Let's go through some examples of wat happens under the hood.

Text-to-image

We give Stable Diffusion a text prompt, and it returns an image.

Step1

Stable Diffusion generates a random tensor in the latent space. We control this tensor by setting the seed of the random number generator. If we set the seed to a certain value, we will always get the same random tensor. This is your image in latent space. But it is all noise for now.

Step2

The noise predictor U-Net takes the latent noisy image and text prompt as input and predicts the noise, also in latent space (a 4x64x64 tensor).

Step3

Subtract the latent noise from the latent image. This becomes our new latent image.

Step2 and 3 are repeated for a certain number of sampling steps, for example 20 times.

Step4

Finally, the decoder of VAE converts the latent image back to pixel space. This is the image you get after running Stable Diffusion.

The process of the image evolves in each sampling step

Noise schedule

The image changes from noisy to clean. How about if the noise predictor not working well in the initial steps? This is only partly true. The real reason is we try to get to an expected noise at each sampling step. This is called the noise schedule. Here is an example.

The noise schedule is something we define. We can choose to subtract the same amount of noise at each step. Or we can subtract more in the beginning, like above. The sampler subtracts just enough noise in each step to reach the expected noise in the next step. That's what you see in the step-by-step image.

Image-to-image

Image-to-image is a method first proposed in the SDEdit method. SDEdit can be applied to any diffusion model. So, we have image-to-image for Stable Diffusion (a latent diffusion model).

An input image and a text prompt are supplied as the input in image-to-image. The generated image will be conditioned by both the input image and text prompt. For example, using this amateur drawing and the prompt "photo of perfect green apple with stem, water droplets, dramatic lighting" as inputs, image-to-image can turn it into a professional drawing:

Step1

The input image is encoded to latent space.

Step2

Noise is added to the latent image. Denoising strength controls how much noise is added. If it is 0, no noise is added. If it is 1, the maximum amount of noise is added so that the latent image becomes a complete random tensor.

Step3

The noise predictor U-Net takes the latent noisy image and text prompt as input and predicts the noise in latent space (a 4x64x64 tensor).

Step4

Subtract the latent noise from the latent image. This becomes our new latent image.
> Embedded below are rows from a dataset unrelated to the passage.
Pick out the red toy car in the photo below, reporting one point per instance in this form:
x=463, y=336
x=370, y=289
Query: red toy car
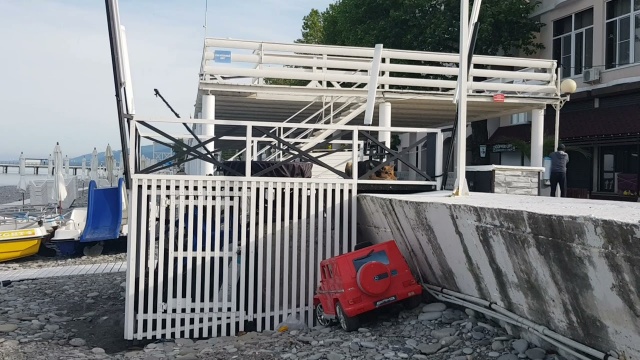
x=361, y=281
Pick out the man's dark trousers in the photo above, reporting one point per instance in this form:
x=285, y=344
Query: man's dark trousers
x=559, y=178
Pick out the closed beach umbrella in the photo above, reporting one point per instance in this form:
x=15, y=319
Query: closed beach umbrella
x=66, y=165
x=50, y=166
x=93, y=174
x=84, y=169
x=59, y=188
x=22, y=183
x=110, y=164
x=120, y=166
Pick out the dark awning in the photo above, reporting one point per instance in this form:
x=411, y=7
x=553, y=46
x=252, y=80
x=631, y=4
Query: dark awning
x=600, y=123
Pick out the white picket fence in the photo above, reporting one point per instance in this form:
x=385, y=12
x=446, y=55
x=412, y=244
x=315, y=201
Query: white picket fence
x=258, y=263
x=211, y=256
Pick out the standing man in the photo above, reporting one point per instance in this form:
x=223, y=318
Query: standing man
x=559, y=160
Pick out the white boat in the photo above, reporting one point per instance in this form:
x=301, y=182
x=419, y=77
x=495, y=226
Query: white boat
x=71, y=227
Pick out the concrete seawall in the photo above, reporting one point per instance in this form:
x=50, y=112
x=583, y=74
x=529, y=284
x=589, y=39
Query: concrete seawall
x=571, y=265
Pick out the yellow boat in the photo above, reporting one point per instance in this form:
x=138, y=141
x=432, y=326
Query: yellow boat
x=20, y=243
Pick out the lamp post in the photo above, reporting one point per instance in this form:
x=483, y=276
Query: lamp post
x=567, y=87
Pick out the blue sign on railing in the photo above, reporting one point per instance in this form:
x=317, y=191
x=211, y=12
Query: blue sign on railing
x=223, y=56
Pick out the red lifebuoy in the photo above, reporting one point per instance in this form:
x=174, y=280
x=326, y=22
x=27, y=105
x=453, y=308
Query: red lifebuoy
x=373, y=278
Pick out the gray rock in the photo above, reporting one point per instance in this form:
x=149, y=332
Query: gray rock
x=520, y=345
x=429, y=349
x=433, y=307
x=508, y=357
x=305, y=339
x=440, y=333
x=52, y=327
x=10, y=343
x=46, y=336
x=184, y=342
x=429, y=316
x=77, y=342
x=368, y=344
x=448, y=340
x=497, y=345
x=8, y=327
x=536, y=353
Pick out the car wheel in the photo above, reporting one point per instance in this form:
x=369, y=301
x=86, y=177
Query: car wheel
x=320, y=316
x=347, y=323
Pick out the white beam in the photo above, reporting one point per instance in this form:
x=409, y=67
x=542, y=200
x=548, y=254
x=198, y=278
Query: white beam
x=384, y=115
x=373, y=84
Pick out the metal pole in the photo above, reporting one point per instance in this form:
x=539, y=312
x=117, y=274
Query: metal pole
x=557, y=106
x=557, y=130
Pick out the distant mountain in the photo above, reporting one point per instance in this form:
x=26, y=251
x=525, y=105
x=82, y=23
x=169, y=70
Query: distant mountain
x=146, y=150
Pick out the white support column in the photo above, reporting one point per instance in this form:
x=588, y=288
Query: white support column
x=461, y=187
x=208, y=129
x=384, y=114
x=439, y=155
x=537, y=137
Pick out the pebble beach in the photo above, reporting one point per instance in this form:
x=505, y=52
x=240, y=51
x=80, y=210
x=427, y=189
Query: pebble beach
x=82, y=317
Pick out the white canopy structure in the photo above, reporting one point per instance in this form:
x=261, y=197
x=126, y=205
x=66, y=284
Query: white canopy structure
x=93, y=173
x=22, y=183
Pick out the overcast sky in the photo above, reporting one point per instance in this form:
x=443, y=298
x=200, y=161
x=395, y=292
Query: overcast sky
x=56, y=82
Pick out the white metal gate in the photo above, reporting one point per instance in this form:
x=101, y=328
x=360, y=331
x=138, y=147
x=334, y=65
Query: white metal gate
x=257, y=264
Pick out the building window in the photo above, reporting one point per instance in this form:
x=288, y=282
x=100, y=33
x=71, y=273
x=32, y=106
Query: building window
x=622, y=33
x=521, y=118
x=618, y=168
x=573, y=42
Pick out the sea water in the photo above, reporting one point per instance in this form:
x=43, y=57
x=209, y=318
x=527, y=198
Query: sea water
x=13, y=178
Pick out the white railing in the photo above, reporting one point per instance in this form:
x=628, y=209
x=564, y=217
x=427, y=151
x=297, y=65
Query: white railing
x=249, y=136
x=400, y=69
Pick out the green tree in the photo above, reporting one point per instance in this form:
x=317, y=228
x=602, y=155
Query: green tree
x=312, y=28
x=506, y=26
Step3 3 and 4 are repeated for a certain number of sampling steps, for example, 20 times.

Step5

Finally, the decoder of VAE converts the latent image back to pixel space. This is the image you get after running image-to-image.
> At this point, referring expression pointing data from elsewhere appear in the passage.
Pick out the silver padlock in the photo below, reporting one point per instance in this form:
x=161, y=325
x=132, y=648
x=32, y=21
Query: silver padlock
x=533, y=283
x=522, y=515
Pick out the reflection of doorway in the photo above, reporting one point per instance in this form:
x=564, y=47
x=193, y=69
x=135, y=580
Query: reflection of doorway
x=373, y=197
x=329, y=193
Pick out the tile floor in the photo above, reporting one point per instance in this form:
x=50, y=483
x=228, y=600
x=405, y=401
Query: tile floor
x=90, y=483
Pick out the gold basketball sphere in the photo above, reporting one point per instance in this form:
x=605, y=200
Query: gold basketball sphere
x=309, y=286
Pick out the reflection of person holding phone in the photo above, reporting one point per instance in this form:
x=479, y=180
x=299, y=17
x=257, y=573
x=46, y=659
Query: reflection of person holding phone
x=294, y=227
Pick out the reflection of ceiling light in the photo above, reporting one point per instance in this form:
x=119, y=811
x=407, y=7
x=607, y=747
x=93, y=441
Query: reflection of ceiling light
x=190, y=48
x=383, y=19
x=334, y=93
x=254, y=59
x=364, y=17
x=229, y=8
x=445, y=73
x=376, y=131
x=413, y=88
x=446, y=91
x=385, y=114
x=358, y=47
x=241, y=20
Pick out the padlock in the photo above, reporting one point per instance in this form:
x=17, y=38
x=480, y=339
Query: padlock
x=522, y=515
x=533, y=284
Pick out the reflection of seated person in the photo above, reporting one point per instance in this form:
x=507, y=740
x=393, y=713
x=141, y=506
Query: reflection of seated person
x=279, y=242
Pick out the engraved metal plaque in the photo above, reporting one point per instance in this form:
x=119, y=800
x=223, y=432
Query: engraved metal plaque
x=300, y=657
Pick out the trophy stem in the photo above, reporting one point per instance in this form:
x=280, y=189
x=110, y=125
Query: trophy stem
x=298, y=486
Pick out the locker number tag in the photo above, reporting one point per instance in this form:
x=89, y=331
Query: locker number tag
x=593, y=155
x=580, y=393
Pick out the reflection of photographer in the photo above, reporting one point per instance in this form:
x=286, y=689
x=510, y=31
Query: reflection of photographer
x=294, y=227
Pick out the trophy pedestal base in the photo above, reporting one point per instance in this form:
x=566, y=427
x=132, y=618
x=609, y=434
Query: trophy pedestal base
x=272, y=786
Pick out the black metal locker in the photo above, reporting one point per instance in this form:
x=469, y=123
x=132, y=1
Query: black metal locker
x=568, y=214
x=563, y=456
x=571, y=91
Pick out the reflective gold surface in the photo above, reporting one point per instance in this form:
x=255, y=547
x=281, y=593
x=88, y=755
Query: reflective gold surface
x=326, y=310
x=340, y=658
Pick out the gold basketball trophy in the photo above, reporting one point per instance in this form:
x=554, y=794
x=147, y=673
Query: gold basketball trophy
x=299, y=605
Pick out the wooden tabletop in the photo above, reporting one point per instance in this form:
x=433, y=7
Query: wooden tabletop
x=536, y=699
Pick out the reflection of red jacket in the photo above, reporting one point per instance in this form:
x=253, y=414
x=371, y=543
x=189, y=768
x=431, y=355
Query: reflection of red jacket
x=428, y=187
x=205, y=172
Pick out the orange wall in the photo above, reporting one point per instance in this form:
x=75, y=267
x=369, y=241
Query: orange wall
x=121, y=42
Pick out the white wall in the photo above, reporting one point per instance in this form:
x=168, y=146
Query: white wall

All image-to-image does is to set the initial latent image with a bit of noise and a bit of input image. Setting denoising strength to 1 is equivalent to text-to-image because the initial latent image is entirely random noise.

Inpainting

Inpainting is really just a particular case of image-to-image. Noise is added to the parts of the image you wanted to impatient. The amount of noise is similarly controlled by denoising strength.

Depth-to-image

Depth-to-image is an enhancement to image-to-image; it generates new images with additional conditioning using a depth map.

Step1

The input image is encoded into the latent state

Step2

MiDAS (an AI depth model) estimates the depth map from the input image.

Step3

Noise is added to the latent image. Denoising strength controls how much noise is added. If the denoising strength is 0, no noise is added. If the denoising strength is 1, the maximum noise is added so that the latent image becomes a random tensor.